How widespread is the Yoga in Schools program?
Since inception…every elementary school has had the program at least once. Many have had the program more times than that…we’ve taught over 20,000 students in the elementary schools since 2002. We’re working into getting into middle schools and high schools.

What do you see coming out of kids learning yoga?

The physical things you see, obviously, they learn poses; you tell them a pose name and, after you repeat it a few times, you can say the pose and their bodies can go into that shape. We teach them some breathing exercises, the purpose of which is to calm them down. Also one of the things we teach them is they can do that before tests to calm themselves down. We require the teachers to stay for the class…and many of the teachers take notes and they’ll use the same exercises for breathing to calm the kids down before they do their tests. In the long-term, the hope is that we give them some tools, some coping tools, for how to handle stress, how to handle conversations in a more peaceful way.

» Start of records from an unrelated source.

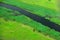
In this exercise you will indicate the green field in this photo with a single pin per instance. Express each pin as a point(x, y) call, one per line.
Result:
point(13, 27)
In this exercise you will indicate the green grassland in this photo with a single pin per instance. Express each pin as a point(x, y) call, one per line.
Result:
point(17, 31)
point(38, 8)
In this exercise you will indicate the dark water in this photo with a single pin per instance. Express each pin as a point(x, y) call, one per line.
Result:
point(36, 18)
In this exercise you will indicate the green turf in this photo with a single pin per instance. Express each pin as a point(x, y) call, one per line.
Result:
point(17, 31)
point(36, 9)
point(7, 15)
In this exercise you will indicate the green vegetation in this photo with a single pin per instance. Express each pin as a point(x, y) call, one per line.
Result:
point(36, 8)
point(17, 31)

Many parents and teachers notice that the students who have yoga are more compassionate toward their classmates.

At one point there was a ‘yoga in the prisons’ program as well?
Yes, Michael Hopp did that program. Of course, people see relationships between prisoners and students in that certain freedoms are taken away. Prisoners and students don’t like to take their shoes and socks off—except for kindergartners—so there are some similarities. The responses from the groups that worked with Michael and the groups that are working in the schools…the students have very similar responses: Yoga gives them freedom, that’s probably the easiest and most generalized statement.

What’s with the socks and shoes thing?
I don’t know. I taught homeless seniors in Boston and they also were unhappy to take their shoes and socks off. In some cases, I think it makes you more vulnerable if you’re barefoot, that’s your personal property and personal property is sought after.

The Community Yoga Center has a big Sun Salutation event each year.
Yes, every year around the winter solstice; it’s 108 Sun Salutations for world peace and the event is coordinated by me and this will be our 20th, on Dec. [14]. It’s a fundraiser for Yoga in Schools because we have no income other than donations and if we’re lucky enough to win a grant. So we work very, very hard to have that be enough funding for a few months of yoga.

How many hours do you do yoga?
I’m scheduled to teach 10 classes a week and then I have my own practice that is whatever I need to do to support myself. Let’s say 15 hours.

I thought you were going to say 50.
No, that’s insane. I like to cook too. And eat!

Do you have a favorite yoga pose?
I love headstands. That was my first yoga pose.